Osterndorf's final objection to the trial court's injunction is that it is too vague to be enforceable. Osterndorf argues that the reference to "a good faith attempt to dispose of the condominium units" is too vague. "Good faith" is a standard frequently employed in the law, and Osterndorf cites no authority for the proposition that it is vague. In all other respects, the injunction is clear and unambiguous.[11] Therefore, the injunction is not rendered unenforceable by vagueness.

By the Court.Judgment affirmed.


[†] Petition to review denied.

[1] E.g., Precision Service Co. v. Schill, 60 Wis. 2d 346, 348, 210 N.W.2d 706, 707 (1973).

[2] Appellant's Reply Brief at 3.

[3] 700.16(2) The power of alienation is suspended when there are no persons in being who, alone or in combination with others, can convey an absolute fee in possession of land, or full ownership of personalty.

[4] See 15A Am. Jur. 2d Condominiums §39 (1976). Cf. Holiday Out in America at St. Lucie, Inc. v. Bowes, 285 So. 2d 63 (Dist. Ct. App. Fla. 1973) (treating a restriction on the right to rent condominium units as a valid restriction on the use of the property and not a restraint on alienation).

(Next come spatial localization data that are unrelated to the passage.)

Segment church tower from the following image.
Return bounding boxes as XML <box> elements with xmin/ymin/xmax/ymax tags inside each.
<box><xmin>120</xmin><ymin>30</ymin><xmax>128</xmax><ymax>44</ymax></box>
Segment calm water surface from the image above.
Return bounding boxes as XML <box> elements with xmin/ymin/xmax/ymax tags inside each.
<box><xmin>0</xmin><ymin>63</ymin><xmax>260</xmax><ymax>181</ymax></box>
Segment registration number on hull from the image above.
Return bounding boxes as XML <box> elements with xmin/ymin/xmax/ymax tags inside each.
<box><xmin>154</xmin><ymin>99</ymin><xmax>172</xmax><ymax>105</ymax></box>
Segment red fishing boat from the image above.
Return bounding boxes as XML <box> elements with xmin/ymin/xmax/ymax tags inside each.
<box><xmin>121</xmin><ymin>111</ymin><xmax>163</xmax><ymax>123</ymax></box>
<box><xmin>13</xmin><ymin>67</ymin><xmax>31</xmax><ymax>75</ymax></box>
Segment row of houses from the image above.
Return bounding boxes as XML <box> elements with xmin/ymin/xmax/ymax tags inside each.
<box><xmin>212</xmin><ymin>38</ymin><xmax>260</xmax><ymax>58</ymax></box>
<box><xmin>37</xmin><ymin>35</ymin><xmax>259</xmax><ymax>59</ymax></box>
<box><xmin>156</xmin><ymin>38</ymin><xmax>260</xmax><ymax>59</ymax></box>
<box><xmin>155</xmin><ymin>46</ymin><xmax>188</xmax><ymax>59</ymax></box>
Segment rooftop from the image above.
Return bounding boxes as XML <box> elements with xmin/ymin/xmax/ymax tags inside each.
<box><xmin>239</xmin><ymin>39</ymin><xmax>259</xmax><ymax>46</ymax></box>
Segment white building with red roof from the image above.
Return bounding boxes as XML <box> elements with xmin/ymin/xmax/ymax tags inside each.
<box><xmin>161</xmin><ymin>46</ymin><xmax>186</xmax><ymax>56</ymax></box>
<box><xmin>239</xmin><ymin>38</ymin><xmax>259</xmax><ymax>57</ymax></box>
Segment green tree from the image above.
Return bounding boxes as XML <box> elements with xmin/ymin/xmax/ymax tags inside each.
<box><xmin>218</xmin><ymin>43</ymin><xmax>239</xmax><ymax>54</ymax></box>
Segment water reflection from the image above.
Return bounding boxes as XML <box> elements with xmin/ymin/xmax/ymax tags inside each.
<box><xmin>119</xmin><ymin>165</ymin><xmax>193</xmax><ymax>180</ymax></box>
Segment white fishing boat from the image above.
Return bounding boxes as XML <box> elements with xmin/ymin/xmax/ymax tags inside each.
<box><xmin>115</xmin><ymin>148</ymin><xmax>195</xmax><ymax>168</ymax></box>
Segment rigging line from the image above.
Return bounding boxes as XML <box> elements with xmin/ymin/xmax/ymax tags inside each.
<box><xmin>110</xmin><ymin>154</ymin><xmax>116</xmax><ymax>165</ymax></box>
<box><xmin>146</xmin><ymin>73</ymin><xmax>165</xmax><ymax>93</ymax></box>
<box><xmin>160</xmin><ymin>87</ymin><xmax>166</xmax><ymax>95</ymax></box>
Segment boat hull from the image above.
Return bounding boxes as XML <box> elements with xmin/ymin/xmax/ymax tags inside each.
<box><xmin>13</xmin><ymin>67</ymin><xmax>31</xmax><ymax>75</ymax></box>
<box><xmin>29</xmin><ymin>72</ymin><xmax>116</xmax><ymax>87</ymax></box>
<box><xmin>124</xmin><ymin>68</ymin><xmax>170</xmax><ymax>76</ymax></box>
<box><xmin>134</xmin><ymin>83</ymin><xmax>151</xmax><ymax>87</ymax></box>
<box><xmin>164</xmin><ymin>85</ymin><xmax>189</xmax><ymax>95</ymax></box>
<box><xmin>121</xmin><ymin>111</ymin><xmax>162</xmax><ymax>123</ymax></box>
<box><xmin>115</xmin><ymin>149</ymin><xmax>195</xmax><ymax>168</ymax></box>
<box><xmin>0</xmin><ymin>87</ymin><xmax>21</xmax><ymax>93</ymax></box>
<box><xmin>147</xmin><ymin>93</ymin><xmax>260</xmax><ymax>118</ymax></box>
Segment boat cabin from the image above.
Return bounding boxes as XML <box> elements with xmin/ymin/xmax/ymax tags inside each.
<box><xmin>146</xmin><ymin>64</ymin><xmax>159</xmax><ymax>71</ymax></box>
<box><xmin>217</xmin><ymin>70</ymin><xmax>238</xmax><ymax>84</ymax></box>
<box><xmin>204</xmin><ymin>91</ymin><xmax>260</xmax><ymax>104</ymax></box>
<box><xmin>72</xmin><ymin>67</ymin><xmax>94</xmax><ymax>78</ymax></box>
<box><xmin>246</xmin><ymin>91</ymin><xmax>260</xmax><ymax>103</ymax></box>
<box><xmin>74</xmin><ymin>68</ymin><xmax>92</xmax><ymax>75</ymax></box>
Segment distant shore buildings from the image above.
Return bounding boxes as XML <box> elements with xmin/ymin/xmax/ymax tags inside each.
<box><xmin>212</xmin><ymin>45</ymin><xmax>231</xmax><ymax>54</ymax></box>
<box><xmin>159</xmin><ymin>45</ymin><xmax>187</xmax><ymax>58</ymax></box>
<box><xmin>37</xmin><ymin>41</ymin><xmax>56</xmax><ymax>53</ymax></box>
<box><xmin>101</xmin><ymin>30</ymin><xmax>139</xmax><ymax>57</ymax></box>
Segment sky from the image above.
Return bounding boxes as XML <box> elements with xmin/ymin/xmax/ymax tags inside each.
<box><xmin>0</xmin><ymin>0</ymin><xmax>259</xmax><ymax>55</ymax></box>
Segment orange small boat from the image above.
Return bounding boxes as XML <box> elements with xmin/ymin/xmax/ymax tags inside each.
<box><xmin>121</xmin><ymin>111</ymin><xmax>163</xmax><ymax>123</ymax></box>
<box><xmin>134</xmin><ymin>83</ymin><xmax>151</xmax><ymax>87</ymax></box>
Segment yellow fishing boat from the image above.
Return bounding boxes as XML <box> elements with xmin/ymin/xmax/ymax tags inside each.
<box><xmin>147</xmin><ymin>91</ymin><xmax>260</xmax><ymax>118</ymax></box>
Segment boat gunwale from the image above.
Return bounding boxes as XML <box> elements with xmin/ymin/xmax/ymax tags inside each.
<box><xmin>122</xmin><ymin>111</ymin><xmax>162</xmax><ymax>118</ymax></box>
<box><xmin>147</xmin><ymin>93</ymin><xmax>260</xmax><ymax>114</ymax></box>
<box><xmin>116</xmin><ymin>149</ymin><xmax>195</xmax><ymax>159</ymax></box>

[5] 703.07 Compliance with covenants, bylaws and administrative provisions. Each unit owner shall comply strictly with the bylaws and with the administrative rules adopted pursuant thereto, as either of the same are amended from time to time, and with the covenants, conditions, and restrictions set forth in the declaration or in the deed to his unit. Failure to comply with any of the same shall be ground for action to recover sums due, for damages or injunctive relief or both maintainable by the manager or board of directors on behalf of the association of unit owners or, in a proper case, by an aggrieved unit owner.

[6] 703.19 Contents of bylaws. The bylaws may provide for: . . .

(10) Such restrictions on and requirements respecting the use and maintenance of the units and the use of the common areas and facilities, not set forth in the declaration, as are designed to prevent unreasonable interference with the use of their respective units and of the common areas and facilities by the several unit owners.

[7] 703.04 Status of the units. Each unit, together with its undivided interest in the common areas and facilities, shall for all purposes constitute real property.

[8] McKinnon v. Benedict, 38 Wis. 2d 607, 618, 157 N.W.2d 665, 670 (1968).

[9] Id. at 619, 157 N.W.2d at 670, quoting with approval from Huntley v. Stanchfield, 174 Wis. 565, 570, 183 N.W. 984, 986 (1921).

[10] We express no opinion whether other unit owners in the complex could have the use of their units restricted in the same manner. Generally, restrictions on the use of real estate, where doubt exists, are construed in favor of the free use of the property. McKinnon v. Benedict, 38 Wis.2d at 619, 157 N.W.2d at 670.

[11] Osterndorf also asserts that it is unclear "whether he can proceed to rent without the Board's consent if he makes a `good faith attempt.'" The trial court's injunction does not provide for a bypass of the board's procedures under any circumstances. A good faith attempt will merely allow Osterndorf to avoid enforcement of the injunction. The board would not be precluded from seeking damages for failure to comply with the bylaws.